Staff had undergone a “cybersecurity awareness” training the year before, but it was a two-hour PowerPoint session with no simulations or follow-up.

How the auditor connected the dots

The breach only came to light because the company’s external auditor spotted an anomaly during their quarterly review. They noticed that three supplier accounts showed zero activity since the payments were made, no goods received, no follow-up invoices, nothing.

They called one of the suppliers directly. The supplier confirmed they had not received payment for the January invoices and were on the verge of halting deliveries. That phone call triggered the emergency board meeting and our investigation.

Summit Consulting’s forensic team began by isolating the infected workstation. We found the RAT still active, connecting to a command-and-control server in Nairobi. That server, when traced, led to an IP address linked to a small cybercafé, one that had been closed for months. It was a relay.

We then analyzed email metadata. The phishing email had been sent from a domain differing from the genuine supplier’s by just one character. Cross-referencing registration details with company records revealed that the domain was purchased using an email address previously used by Suspect 1.

The real breakthrough came from following the money. While most withdrawals were in cash, one shell company account made a UGX 9.8 million mobile money transfer to a number registered to Suspect 2’s cousin. That cousin claimed he “was just asked to keep the money for a friend.”

From there, the mobile money transaction history gave us a spider web of payments, all leading back to Suspect 1’s known associates.

Which controls lapsed?

This case was not just about a clever cyberattack. It was about leadership failing to treat cyber risk as a business risk.

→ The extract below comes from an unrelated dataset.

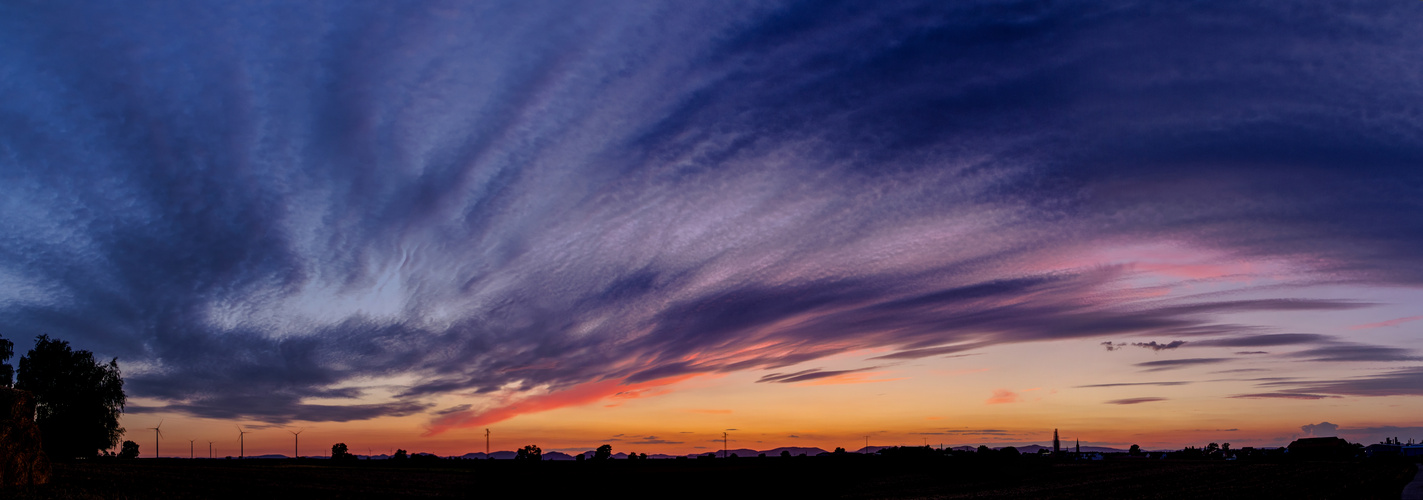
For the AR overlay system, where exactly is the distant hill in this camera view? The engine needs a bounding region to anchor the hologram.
[432,444,1127,460]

  • Access controls were weak. Former employees could still log into critical systems.
  • Supplier payment verification was nonexistent.
  • Cyber awareness was box-ticking, not culture-changing.
  • Incident detection relied entirely on external auditors, not real-time monitoring.

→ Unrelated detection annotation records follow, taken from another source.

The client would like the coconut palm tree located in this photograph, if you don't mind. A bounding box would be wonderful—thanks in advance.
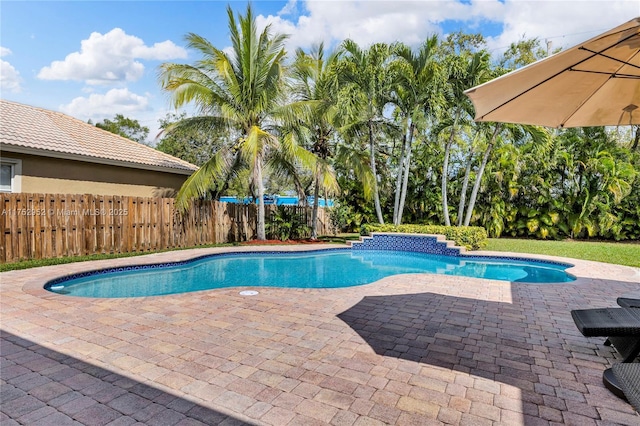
[338,40,392,224]
[291,43,339,239]
[392,36,439,225]
[440,51,490,226]
[159,4,295,240]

The confirmed loss stood at UGX 640 million. Insurance coverage was denied because the company had failed to follow its IT security policy, a clause buried in the fine print.

The board has since overhauled its cybersecurity governance, with Summit Consulting leading the redesign of controls. Measures now include multi-factor authentication for all systems, mandatory supplier callback verification, quarterly phishing simulations, and automated account deactivation for staff exits.

But the scars remain. One senior manager told me privately, “We thought cybersecurity was an IT cost. Now we know it’s a survival cost.”

Cyber risk is not about firewalls, software, or clever jargon. It’s about understanding that your data, payment systems, and operational continuity are now as critical as your physical assets.

The attackers in this case didn’t break into the company’s servers by force; they walked in through a single click, armed with insider knowledge, and exploited processes that were never designed for today’s threats.

In Uganda’s corporate landscape, this is not an outlier. This is the new normal. If your board still treats cyber risk as a quarterly “IT update” instead of a standing agenda item, you’re already one breach away from your own January morning disaster.